Therefore, further researches are needed to determine the role of TSH in bone. Compared with ovariectomized controls, intermittent injection of TSH significantly improved BMD in ovariectomized rats or mice[48]. Baliram et al. found greater bone loss and resorption in Tshr-KO hyperthyroid mice than in wild-type hyperthyroid mice, demonstrating that the absence of TSH signaling contributed to bone loss[49]. In ex vivo cultures of bone marrow-derived osteoclast precursors, the inhibitory action of TSH on osteoclasts lasted more than 4 weeks after the cessation of TSH exposure, manifesting as reduced expression of key genes for osteoclastogenesis[48]. TSH inhibits osteoclast formation and survival by attenuating JNK/c-jun and NFκB signaling triggered in response to RANK-L and tumor necrosis factor-alpha (TNF-α)[50]. TSH also directly inhibited TNF-α production and reduced the number of TNF-α-producing osteoclast precursors[51]. In the process of osteoblast differentiation, TSH stimulates osteoblast differentiation[45], primarily through the activation of protein kinase Cδ and the upregulation of the noncanonical Wnt components frizzled and Wnt5a[52]. Further investigations showed that the presence of a macrophage-derived TSH-β splice variant (TSH-βv) exerted an osteoprotective effect by inducing osteoblastogenesis[53]. However, some researchers have suggested that TSH also inhibits osteoblast differentiation and type 1 collagen expression in a runt-related transcription factor 2 (RUNX2) and osterix independent manner by downregulating Wnt (LRP-5) and VEGF (Flk) signaling[50]. The exact mechanisms of action need further investigation. In addition, small molecules have received increasing attention as therapeutic options for modulating TSHR signaling. It has been reported that signal activation mediated by the small molecule β-arrestin-1 is involved in the TSH-induced enhancement of osteoblast differentiation[54].

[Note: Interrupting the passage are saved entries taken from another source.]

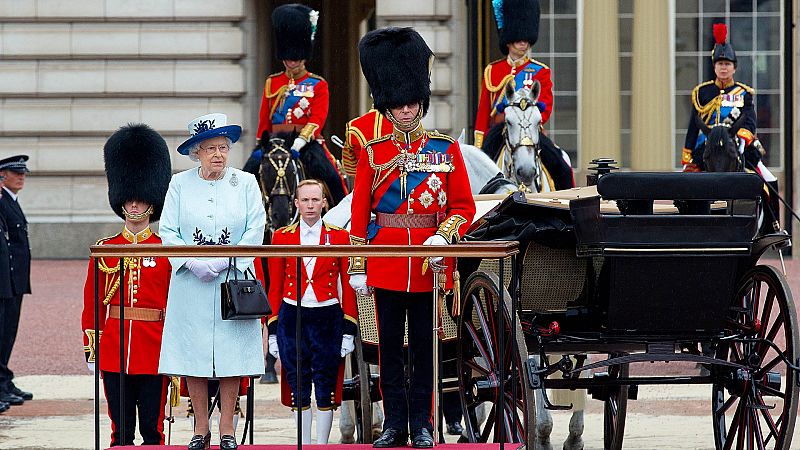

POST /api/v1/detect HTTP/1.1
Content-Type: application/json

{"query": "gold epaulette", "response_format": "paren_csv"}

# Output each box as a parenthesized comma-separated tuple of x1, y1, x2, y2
(278, 222, 300, 234)
(735, 81, 755, 95)
(323, 222, 344, 232)
(307, 72, 325, 81)
(528, 57, 550, 70)
(484, 62, 515, 93)
(95, 233, 120, 246)
(427, 130, 454, 143)
(691, 81, 719, 123)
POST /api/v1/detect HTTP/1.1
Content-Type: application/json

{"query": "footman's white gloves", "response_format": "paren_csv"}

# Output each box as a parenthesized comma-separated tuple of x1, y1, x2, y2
(340, 334, 355, 357)
(349, 274, 370, 296)
(268, 334, 280, 359)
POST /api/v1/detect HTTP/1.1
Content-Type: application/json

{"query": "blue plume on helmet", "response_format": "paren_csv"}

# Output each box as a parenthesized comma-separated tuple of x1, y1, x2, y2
(492, 0, 504, 30)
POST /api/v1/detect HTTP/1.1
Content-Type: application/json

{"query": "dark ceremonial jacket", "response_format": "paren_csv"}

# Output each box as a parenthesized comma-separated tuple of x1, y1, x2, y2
(266, 220, 358, 335)
(474, 56, 553, 148)
(81, 228, 171, 374)
(257, 71, 329, 142)
(349, 124, 476, 292)
(0, 190, 31, 295)
(682, 79, 756, 171)
(0, 211, 12, 299)
(342, 109, 393, 177)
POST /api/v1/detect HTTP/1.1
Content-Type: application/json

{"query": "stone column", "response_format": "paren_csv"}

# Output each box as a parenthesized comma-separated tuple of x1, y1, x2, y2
(630, 0, 672, 170)
(579, 0, 621, 167)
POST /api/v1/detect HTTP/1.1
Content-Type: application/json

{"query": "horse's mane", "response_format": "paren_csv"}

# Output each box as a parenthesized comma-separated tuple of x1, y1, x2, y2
(481, 122, 505, 162)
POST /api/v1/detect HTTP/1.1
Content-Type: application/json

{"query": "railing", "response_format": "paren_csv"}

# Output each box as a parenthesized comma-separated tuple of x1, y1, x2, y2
(90, 242, 519, 449)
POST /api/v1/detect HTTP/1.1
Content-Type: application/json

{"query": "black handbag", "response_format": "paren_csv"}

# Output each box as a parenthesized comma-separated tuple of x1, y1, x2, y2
(220, 259, 270, 320)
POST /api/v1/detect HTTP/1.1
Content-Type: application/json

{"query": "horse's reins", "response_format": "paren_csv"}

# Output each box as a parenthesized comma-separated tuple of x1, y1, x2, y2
(502, 97, 542, 192)
(265, 139, 301, 225)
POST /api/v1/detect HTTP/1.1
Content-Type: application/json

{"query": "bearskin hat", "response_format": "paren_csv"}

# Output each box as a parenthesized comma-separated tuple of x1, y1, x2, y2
(358, 27, 433, 115)
(493, 0, 540, 55)
(103, 123, 171, 222)
(711, 23, 736, 65)
(272, 4, 318, 61)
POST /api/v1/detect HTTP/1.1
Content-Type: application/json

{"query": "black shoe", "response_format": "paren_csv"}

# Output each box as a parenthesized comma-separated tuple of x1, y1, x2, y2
(0, 391, 23, 406)
(259, 371, 278, 384)
(373, 428, 409, 448)
(411, 428, 434, 448)
(446, 421, 464, 435)
(187, 432, 211, 450)
(7, 383, 32, 401)
(220, 434, 238, 449)
(0, 401, 8, 413)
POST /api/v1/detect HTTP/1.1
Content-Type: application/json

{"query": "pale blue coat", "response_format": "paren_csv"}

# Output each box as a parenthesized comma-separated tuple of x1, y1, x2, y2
(158, 167, 266, 377)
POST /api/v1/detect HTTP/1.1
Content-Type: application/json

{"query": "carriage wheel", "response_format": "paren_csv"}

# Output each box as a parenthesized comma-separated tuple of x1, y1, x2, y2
(603, 356, 629, 450)
(712, 265, 799, 450)
(352, 333, 374, 444)
(457, 271, 535, 449)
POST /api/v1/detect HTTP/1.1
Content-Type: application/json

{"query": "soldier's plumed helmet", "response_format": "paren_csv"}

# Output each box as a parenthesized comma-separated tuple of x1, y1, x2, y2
(272, 3, 316, 61)
(103, 123, 171, 222)
(495, 0, 540, 55)
(711, 23, 736, 65)
(358, 27, 433, 115)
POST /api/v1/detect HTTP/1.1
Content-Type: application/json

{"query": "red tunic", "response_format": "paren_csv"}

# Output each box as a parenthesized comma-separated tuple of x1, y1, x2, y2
(266, 221, 358, 330)
(342, 109, 393, 177)
(257, 71, 329, 143)
(349, 125, 476, 292)
(80, 228, 171, 374)
(474, 57, 553, 147)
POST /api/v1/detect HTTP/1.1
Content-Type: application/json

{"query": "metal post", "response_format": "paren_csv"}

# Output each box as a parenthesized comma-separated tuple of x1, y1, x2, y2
(432, 270, 440, 446)
(498, 257, 505, 448)
(510, 254, 518, 438)
(295, 256, 303, 449)
(94, 259, 100, 450)
(119, 258, 126, 444)
(249, 376, 255, 444)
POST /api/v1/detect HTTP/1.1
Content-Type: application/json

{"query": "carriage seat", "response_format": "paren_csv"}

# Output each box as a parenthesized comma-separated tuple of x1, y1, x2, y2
(570, 172, 762, 257)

3.1.3 Thyroid function status and bone metabolism

Some patients with HT have euthyroid function. Others present as subclinical or overt hypothyroidism, with a low progression of subclinical to overt hypothyroidism occurring at an average rate of 5% per year. In addition, few HT patients have concurrent hyperthyroidism at the same time, named “Hashitoxicosis”. Hashitoxicosis is the hyperthyroid phase of HT, caused by the destruction of thyroid follicles for thyroid inflammation[55], usually followed by a euthyroid or hypothyroid state[56], and it resolves in a few weeks to months[57]. Therefore, HT patients may have an effect on bone for various thyroid function statuses.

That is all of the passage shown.